#fakereadergirls: who you be is?

Some girls grew up living for Saturday so they could head for town and spend hours at the MAC counter fawning over their latest eyeshadow. Me, I lived for Saturday mornings in Easons, perched in front of the YA book shelves, breathing it in.

Neither of us were doing it wrong. We were simply indulging in our passions.

I’ve been reading since I was three. It’s one of the biggest things in my life, my biggest passion, and connected to some of my most powerful and cherished memories.

I’ve been wearing make up since I was maybe 16. I’m still not perfect at it, but I give it a try for the big events, and I really admire women who can, and have, made a career from their passion. It’s certainly something I hope for one day.

Then, this came along.


The above image came from a Book Tube video discussing how a woman who wears make up, sits in front of a brightly lit room and records her thoughts and feelings on a book she just finished (and probably loved), she can’t be a “real reader”. That book tubers, book readers, or book fans shouldn’t have gone to Chicago’s BookCon and BEA to meet “the same eight authors they talk about all the time.”

To suggest we, the book blogging and book vlogging community, don’t read every book we feature, is insane.

To suggest we cannot read because we also want to wear make up, is degrading.

To say we shouldn’t go to book cons, speak to authors we love and obsess over their books together with fellow readers? Now you’re just taking the fun away from it all.

I believe I can read equally well when I’m wearing make up, as I can when I’m not. The only mandatory facial adjustment I make is wearing glasses.

Steve, we will continue to read whatever way we want, be it bare faced or wearing the whole stand on our visage. And if our mascara should run while we do, so bloody be it.

What are your thoughts? Do you agree? Let me know in the comments.

15 thoughts on “#fakereadergirls: who you be is?

  1. That’s a horrible thing to say.

    I don’t understand people who put others down for wearing make-up, and of course you’d put some on if you were making a YouTube video and enjoyed it. It doesn’t make sense to equate being fashionable with being vapid – knowing the right combinations of clothes to wear and chemicals to put on your face would take intelligence and skill.

    This whole thing stinks of the reactionary misogyny that’s recently gained attention in gamer circles and other online spaces. I’ve seen some of this in the woeful Sad Puppy nonsense afflicting the Hugo Awards, but beyond that I’m going hope that it cannot thrive in the note sensible world of book fans.

    • I’m very sure this is the opinion of the minority, and as the reactions have shown over the last few days, the book community online is a lot stronger than this.

  2. This was very well written. I really love how the book community has come together, strong and stood our ground. I’ve never felt like I belonged in the book community more until now. “Never can, never will, can’t hold us down.”

    • Thanks Ashley! I tried to be really objective and not attacking, but still get it across. I know, I feel like this is the most tight knit I’ve seen the community together in a long time.

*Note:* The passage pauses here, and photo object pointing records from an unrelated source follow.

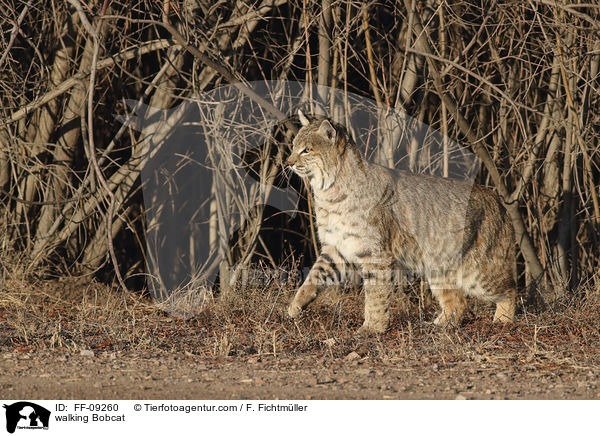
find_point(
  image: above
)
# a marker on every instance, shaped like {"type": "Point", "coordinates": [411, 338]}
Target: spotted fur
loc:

  3. The comment genuinely baffles me. Why would wearing make up ever have any impact on my reading ability? You know, I wear a full-face of make-up to university every day, and then I come home and “hunker down with a book”, usually with my full-face of make-up still on because I’m lazy and tired and never bother to take it off until right before bed. It hasn’t had any negative impact on my ability to read.
    Also, the snide comment about “well-lit, well-filmed videos” is nonsensical. If someone is making a video and has the means to make it well-lit and well-filmed, why wouldn’t they? Why wouldn’t they make this video to the best of their ability? Good lighting tends to help with lots of things, including recording videos *and* reading books.
    It just seems, at it’s core, to be a stab at people for enjoying typically feminine things. Choosing to wear or not to wear make-up has no effect on a person’s ability to read, enjoy and/or review books. If you’re struggling to see “make up” and “reading” in the same image, that’s only your issue.

  4. What a brilliant blog post. How utterly ridiculous to say that women can’t read and yet care about their appearance at the same time! I wasn’t aware of any requiste to look like crap when you do something intellectually stimulating!